没有包含任何语气,只是那样平静地将话说出口,声音混杂着不断涌入店中的寒风。
黑衣人无言,只是用再次横砍来的一刀作为回应。
“铛——铛——铛——”金属的尖啸在大堂内回荡着,不时伴随着桌椅被切割与碗筷落地的破碎声,门轴吱呀呀乱叫,风雨闯入室内将烛光夺走。
店小二缓缓从仓库门探出半个脑袋,只看到昏暗中两个身影来回闪动,两道寒芒舞动碰撞,还想看个仔细却又被砸碎在一旁墙壁上的酒杯吓了回去。
黑衣人不敌于他只好撞破木窗撤至雨幕覆盖的街上,他迅速追了上去,既然已经动手,便没有留下活口的理由。
雨落如天倾般砸在他身上,水滴打得他面上瘙痒,银亮的刀刃上也不断有水珠滚落,嘈杂的雨声将耳边的一切彻底覆盖。
一道惊雷猛现夜空,苍白雷光中,那头戴斗笠之人直直站在暴雨中央,手中白刃已被丢弃至一旁,转而从袖中掏出两柄闪着寒芒的短刀来。

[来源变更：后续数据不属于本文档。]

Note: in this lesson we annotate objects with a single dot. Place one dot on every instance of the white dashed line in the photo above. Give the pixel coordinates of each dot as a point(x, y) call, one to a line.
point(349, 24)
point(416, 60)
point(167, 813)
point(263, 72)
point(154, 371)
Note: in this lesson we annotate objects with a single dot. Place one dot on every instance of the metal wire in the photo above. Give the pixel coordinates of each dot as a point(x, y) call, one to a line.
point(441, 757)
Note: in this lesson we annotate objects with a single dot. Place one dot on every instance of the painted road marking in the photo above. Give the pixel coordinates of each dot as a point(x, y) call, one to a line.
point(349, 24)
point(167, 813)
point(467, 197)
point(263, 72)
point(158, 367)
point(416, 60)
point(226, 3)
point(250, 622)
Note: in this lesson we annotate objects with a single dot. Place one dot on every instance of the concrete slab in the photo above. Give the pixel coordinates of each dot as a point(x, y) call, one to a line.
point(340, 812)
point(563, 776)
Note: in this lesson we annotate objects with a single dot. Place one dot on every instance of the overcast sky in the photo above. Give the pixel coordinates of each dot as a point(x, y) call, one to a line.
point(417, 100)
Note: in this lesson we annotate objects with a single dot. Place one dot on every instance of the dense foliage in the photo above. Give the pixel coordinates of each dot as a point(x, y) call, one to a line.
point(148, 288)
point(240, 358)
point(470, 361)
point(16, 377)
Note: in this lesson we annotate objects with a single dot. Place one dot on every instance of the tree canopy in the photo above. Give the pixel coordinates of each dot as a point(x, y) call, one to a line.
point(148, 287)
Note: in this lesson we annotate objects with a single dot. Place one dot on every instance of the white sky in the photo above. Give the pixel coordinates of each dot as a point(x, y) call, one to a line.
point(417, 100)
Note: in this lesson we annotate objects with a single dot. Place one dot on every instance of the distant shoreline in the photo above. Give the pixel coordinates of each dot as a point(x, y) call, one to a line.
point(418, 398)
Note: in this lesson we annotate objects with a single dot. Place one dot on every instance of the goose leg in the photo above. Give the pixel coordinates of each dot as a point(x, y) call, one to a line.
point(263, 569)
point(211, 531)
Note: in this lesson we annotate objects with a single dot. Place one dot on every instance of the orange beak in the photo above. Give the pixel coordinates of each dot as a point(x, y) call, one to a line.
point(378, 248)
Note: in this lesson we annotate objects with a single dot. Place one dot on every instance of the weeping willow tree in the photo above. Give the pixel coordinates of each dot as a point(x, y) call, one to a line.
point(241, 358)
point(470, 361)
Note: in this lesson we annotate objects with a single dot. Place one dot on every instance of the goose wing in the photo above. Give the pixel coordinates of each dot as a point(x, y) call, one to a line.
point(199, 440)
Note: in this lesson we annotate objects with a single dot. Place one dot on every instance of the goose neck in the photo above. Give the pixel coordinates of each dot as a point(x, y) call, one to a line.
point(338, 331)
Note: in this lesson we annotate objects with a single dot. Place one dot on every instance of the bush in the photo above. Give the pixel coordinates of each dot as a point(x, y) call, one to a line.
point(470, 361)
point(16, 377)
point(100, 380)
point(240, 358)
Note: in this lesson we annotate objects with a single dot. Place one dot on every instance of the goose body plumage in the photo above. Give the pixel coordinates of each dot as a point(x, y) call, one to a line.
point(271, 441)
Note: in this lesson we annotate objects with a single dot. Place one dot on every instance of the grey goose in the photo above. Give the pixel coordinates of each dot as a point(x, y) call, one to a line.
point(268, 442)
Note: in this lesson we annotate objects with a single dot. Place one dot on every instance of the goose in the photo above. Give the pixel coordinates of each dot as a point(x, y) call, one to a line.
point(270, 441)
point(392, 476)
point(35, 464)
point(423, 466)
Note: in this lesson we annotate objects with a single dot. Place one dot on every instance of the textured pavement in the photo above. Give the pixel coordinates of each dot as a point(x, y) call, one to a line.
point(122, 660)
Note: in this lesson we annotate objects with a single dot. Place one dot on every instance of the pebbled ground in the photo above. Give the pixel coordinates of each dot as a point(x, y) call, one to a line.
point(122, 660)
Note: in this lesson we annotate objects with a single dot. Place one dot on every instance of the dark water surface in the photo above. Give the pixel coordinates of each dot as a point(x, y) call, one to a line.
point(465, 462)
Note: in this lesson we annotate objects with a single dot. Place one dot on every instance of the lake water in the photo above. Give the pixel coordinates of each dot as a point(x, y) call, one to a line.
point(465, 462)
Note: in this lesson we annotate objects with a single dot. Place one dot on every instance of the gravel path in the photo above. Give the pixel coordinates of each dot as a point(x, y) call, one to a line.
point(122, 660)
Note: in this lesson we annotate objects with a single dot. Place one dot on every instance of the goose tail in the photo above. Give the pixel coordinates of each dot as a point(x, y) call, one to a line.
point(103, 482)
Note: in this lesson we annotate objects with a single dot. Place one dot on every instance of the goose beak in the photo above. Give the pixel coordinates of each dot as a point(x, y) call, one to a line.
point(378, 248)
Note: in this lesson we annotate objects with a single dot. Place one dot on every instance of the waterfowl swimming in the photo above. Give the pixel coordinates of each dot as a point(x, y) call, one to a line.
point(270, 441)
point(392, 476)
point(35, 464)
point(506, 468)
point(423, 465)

雨中混杂了一声轻笑,他似乎认识那个声音,同样也认识那两把刀。
“铛——”那人踏着泥地迅速袭来,两柄短刀舞得飞快,他迅速招架,后撤躲过几刀,又是一击横斩过去,却被那人迅速躲过。
那人似乎比起那样的长刀,更擅长使用这样的两柄短刀,连身法都灵敏许多。
他的刀斩断雨线,挥洒着水滴,寒芒之下像是将要绽放虹霓。
黑衣人如起舞般闪躲,又不断用那两柄短刀突刺而来,拖着缭乱的刀光,动作优雅迅捷。
他有些恍惚,却在大意的瞬间被划伤侧脸,那黑白雨幕中的唯一一抹鲜红被很快冲刷干净,只留伤口仍散着炽热的疼痛。
他踏猛一步,足下飞溅起泥水,近身一刀直向那人侧腰斩去,那人没有闪躲,只是用短刀直直刺向他面门,一切都是那样熟悉,唯一的不同只有——他迅速转身后撤一步,顺着微微抽回的刀一记上挑,斩落那人的面纱。
那人惊愕着掩面躲闪几步,却很快将手放下站稳了步伐,此刻他们已经知道了对方的用意,只是还藏有些许猜疑。
又是一道猛雷划开漆黑的云层,照亮了那人原本深藏在黑纱下的脸,也将最后的疑惑扫清。
她生得白皙透亮,一点朱唇绽着些笑意,眼中似有微光闪动。
“白希,你来杀我了!”他举起刀指向雨中之人,面上藏匿不住的,竟然是喜悦。
白希没有说话,仍只是微微笑着。
“轰——”那道绯色雷光所带来的巨响终于传至二人耳中,利刃的呼啸与清鸣被完全掩盖,只见火花闪动。
漆黑雨幕中,有两个黑影厮杀着,手中武器不断碰撞发出的声响与火光是他们存在的唯一证明,其余一切都被黑夜与嘈杂雨声吞没。
雨声渐歇,拨云见月。
二人的身形被月光镀上了一层白色。
白希的斗笠已经破损得不成样子,手持的双刀刃口也崩碎些许,在原地摆好进攻姿态喘着气,五六个身位外,是他将刀尖插地,支撑着疲惫的身体,仍然没有掩盖脸上的笑意。
二人对视着调整姿态,又是持刀向对方猛踏而去。
“铛!”金属的悲鸣响彻街道,那是他切断了白希右手上的短刀。
没有松懈,他迅速将刀尖一转双手共持猛刺向白希被黑布缠起的脖颈。
下一刻,他却感到些许锐利刺破了下颚,那是白希的另一把刀。